Sue Kildea, Yu Gaoa,b, Sophie Hickey, Sue Kruske, Carmel Nelson j, Renee Blackman, Sally Tracy, Cameron Hurst, Daniel Williamson, Yvette Roe

DOI: https://doi.org/10.1016/j.eclinm.2019.06.001

Abstract

Background

Prevention of avoidable preterm birth in Aboriginal and Torres Strait Islander (Indigenous) families is a major public health priority in Australia. Evidence about effective, scalable strategies to improve maternal and infant outcomes is urgently needed. In 2013, a multiagency partnership between two Aboriginal Community Controlled Health Organisations and a tertiary maternity hospital co-designed a new service aimed at reducing preterm birth: 'Birthing in Our Community'.

Methods

A prospective interventional cohort study compared outcomes for women with an Indigenous baby receiving care through a new service (n = 461) to women receiving standard care (n = 563), January 2013–December 2017. The primary outcome was preterm birth (<37 weeks gestation).
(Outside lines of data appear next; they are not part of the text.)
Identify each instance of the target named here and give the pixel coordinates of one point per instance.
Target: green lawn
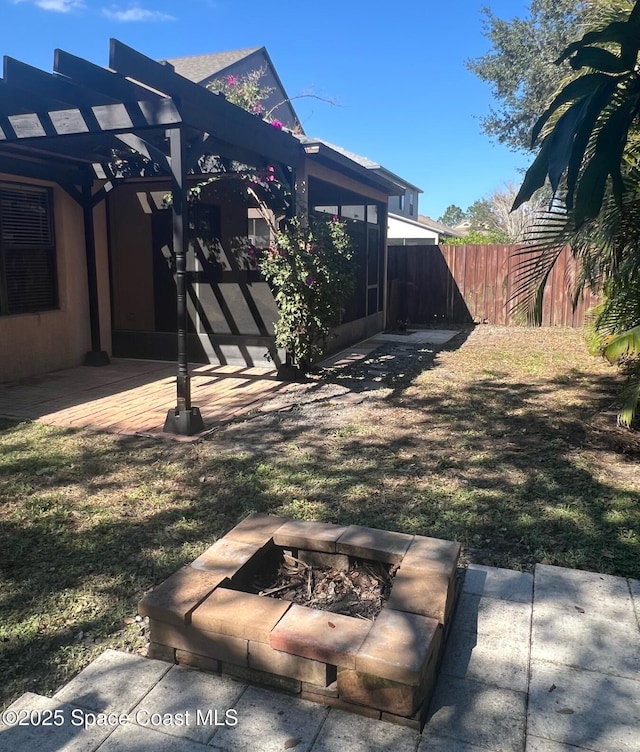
(491, 441)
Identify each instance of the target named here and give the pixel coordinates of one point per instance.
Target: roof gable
(202, 69)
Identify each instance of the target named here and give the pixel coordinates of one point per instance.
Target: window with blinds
(27, 249)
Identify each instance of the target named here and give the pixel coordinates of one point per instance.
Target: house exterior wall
(131, 257)
(34, 343)
(405, 205)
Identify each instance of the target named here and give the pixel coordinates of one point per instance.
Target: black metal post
(96, 356)
(184, 419)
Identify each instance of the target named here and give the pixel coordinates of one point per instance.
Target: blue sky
(396, 72)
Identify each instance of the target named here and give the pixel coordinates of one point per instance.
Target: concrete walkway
(549, 663)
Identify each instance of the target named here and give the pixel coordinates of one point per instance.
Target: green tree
(520, 68)
(590, 153)
(452, 216)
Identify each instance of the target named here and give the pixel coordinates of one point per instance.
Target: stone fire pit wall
(384, 669)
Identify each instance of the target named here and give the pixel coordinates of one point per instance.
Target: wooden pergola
(64, 127)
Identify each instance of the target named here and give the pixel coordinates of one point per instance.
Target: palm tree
(590, 154)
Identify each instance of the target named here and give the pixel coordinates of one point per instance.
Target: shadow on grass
(91, 521)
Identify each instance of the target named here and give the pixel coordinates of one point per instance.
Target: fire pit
(371, 646)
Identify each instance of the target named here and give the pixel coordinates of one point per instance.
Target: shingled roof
(197, 68)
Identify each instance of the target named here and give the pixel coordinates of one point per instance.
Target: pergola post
(184, 419)
(96, 356)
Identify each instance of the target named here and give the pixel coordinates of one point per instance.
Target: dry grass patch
(494, 441)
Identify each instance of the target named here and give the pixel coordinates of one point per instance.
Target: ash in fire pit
(353, 587)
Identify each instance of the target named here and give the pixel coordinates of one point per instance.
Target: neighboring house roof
(401, 184)
(332, 156)
(199, 68)
(432, 224)
(403, 227)
(364, 161)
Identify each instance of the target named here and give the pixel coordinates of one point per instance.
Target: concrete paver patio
(534, 663)
(133, 396)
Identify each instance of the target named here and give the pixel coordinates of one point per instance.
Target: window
(27, 250)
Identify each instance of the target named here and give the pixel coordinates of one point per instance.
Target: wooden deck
(133, 396)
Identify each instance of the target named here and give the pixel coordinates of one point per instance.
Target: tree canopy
(520, 66)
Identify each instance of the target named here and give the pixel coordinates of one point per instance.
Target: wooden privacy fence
(463, 283)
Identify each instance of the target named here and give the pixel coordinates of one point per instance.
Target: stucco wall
(34, 343)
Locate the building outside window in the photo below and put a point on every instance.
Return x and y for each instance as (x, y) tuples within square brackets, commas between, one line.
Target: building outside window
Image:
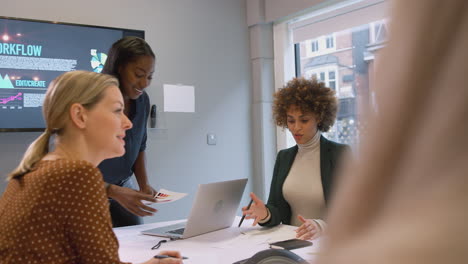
[(339, 46)]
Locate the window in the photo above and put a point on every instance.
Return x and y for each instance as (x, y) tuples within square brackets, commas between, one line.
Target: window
[(338, 45), (314, 46), (326, 75), (330, 42)]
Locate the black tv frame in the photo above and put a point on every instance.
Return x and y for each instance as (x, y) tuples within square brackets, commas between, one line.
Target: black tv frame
[(126, 32)]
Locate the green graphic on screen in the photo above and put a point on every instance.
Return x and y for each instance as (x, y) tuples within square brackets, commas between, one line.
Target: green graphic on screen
[(98, 59)]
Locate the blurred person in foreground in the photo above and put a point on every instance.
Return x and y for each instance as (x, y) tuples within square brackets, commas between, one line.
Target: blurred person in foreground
[(405, 200)]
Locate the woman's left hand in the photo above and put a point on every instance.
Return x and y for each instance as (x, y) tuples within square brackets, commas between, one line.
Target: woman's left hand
[(308, 230), (147, 189)]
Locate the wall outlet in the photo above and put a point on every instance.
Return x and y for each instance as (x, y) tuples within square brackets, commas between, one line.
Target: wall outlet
[(211, 139)]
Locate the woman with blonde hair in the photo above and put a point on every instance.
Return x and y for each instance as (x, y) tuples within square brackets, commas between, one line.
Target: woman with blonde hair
[(55, 208)]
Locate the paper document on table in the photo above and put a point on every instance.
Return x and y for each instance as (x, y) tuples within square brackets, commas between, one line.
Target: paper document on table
[(259, 236), (166, 196), (274, 234)]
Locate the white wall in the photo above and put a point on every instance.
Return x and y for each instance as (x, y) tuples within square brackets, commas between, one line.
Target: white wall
[(202, 43), (274, 10)]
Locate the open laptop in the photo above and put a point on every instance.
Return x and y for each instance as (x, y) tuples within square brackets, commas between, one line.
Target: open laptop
[(214, 208)]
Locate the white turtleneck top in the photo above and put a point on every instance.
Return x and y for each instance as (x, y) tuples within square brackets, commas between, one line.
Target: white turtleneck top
[(302, 188)]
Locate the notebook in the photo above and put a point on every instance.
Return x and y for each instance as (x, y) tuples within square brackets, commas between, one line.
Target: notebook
[(214, 208)]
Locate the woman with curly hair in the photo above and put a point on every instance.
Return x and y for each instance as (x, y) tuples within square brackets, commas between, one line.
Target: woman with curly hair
[(304, 174)]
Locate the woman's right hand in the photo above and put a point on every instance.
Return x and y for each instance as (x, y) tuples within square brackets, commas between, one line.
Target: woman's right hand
[(257, 210), (176, 258), (131, 200)]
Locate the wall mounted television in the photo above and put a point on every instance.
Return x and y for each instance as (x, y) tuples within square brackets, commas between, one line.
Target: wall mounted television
[(34, 52)]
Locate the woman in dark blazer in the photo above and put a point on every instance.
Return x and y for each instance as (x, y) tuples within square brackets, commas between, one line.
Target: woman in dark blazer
[(303, 176)]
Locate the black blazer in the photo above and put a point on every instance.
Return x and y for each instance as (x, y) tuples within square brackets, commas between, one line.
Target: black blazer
[(330, 152)]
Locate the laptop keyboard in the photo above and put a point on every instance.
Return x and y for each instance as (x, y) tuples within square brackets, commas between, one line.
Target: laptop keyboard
[(179, 231)]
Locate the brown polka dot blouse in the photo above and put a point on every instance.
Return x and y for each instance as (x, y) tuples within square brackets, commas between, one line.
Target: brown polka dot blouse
[(58, 213)]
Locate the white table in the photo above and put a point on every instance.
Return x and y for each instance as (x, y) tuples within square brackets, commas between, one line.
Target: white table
[(212, 247)]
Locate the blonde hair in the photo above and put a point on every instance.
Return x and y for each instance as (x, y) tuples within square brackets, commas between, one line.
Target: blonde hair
[(85, 88)]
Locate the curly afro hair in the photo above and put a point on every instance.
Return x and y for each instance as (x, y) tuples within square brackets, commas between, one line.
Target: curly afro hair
[(310, 96)]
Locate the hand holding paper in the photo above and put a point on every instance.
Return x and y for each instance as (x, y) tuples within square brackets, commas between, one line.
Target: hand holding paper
[(166, 196)]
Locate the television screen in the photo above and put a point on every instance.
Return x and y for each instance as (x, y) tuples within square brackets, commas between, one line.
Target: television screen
[(33, 53)]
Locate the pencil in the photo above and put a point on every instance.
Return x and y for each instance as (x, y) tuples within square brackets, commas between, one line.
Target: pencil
[(166, 256), (248, 207)]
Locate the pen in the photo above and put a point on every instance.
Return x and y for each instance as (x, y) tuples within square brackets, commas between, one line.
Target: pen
[(166, 256), (248, 207)]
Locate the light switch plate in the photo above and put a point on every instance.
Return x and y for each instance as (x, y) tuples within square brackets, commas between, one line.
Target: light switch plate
[(211, 139)]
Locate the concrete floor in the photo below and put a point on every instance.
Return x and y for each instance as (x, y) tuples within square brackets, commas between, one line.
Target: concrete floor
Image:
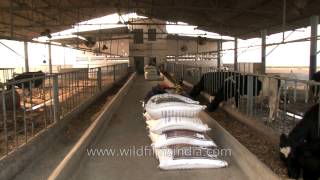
[(127, 129)]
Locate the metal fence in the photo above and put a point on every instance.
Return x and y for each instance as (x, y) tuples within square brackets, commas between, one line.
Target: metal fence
[(294, 97), (30, 106), (5, 74)]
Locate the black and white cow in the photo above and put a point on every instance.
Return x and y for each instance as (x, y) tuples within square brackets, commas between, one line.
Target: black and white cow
[(227, 81), (229, 85), (300, 150), (26, 84)]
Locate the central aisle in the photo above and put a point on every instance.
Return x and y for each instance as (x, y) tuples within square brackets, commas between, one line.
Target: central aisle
[(127, 130)]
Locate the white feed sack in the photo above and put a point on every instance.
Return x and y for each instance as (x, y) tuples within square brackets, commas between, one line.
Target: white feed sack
[(181, 137), (170, 105), (175, 123), (188, 157)]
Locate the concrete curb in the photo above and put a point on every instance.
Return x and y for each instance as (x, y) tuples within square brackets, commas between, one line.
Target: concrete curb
[(17, 160), (247, 161), (66, 167)]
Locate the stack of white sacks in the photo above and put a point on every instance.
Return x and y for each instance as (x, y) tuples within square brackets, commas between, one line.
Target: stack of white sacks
[(178, 136)]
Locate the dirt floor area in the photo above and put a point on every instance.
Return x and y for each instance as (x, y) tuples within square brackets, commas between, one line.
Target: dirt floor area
[(257, 143)]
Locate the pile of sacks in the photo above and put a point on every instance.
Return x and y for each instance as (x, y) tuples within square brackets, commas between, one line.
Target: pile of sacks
[(178, 136)]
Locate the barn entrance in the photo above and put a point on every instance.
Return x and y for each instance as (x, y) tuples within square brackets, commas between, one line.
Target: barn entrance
[(139, 64)]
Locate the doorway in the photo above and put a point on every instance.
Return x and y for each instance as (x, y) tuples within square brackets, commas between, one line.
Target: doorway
[(139, 64)]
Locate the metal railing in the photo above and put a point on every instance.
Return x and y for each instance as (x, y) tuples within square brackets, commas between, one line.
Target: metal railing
[(294, 96), (30, 106)]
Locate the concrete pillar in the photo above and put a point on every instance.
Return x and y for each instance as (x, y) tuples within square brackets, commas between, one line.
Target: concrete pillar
[(235, 63), (263, 51), (219, 45), (313, 45), (49, 58), (26, 56)]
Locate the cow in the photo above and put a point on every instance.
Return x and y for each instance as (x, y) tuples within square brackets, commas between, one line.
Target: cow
[(300, 150), (228, 85), (261, 87), (271, 90), (10, 99), (315, 89), (26, 84)]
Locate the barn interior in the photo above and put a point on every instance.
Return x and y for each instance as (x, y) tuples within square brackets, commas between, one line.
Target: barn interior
[(85, 66)]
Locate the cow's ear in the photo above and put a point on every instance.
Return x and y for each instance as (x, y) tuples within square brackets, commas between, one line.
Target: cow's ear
[(283, 140)]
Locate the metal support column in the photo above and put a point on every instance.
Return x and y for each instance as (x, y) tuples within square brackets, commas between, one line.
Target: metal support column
[(56, 105), (263, 51), (99, 78), (11, 20), (235, 54), (218, 54), (49, 58), (26, 56), (313, 45)]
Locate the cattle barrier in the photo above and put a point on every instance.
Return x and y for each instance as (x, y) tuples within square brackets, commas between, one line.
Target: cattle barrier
[(30, 106), (294, 96)]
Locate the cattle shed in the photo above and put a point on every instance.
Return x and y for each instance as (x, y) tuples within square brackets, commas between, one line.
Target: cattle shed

One to one propensity score matching was used to select equal sized standard care and new service cohorts with similar distribution of characteristics. Conditional logistic regression calculated the odds ratio with matched samples.

Findings

Women receiving the new service were less likely to give birth to a preterm infant than women receiving standard care (6·9% compared to 11.6%). After controlling for confounders, the new service significantly reduced the odds of having a preterm birth (unmatched, n = 1024: OR = 0·57, 95% CI 0·37, 0·89; matched, n = 690: OR = 0·50, 95% CI 0·31, 0·83).

Interpretation

The short-term results of this service redesign send a strong signal that the preterm birth gap can be reduced through targeted interventions that increase Indigenous governance of, and workforce in, maternity services and provide continuity of midwifery carer, an integrated approach to supportive family services and a community-based hub.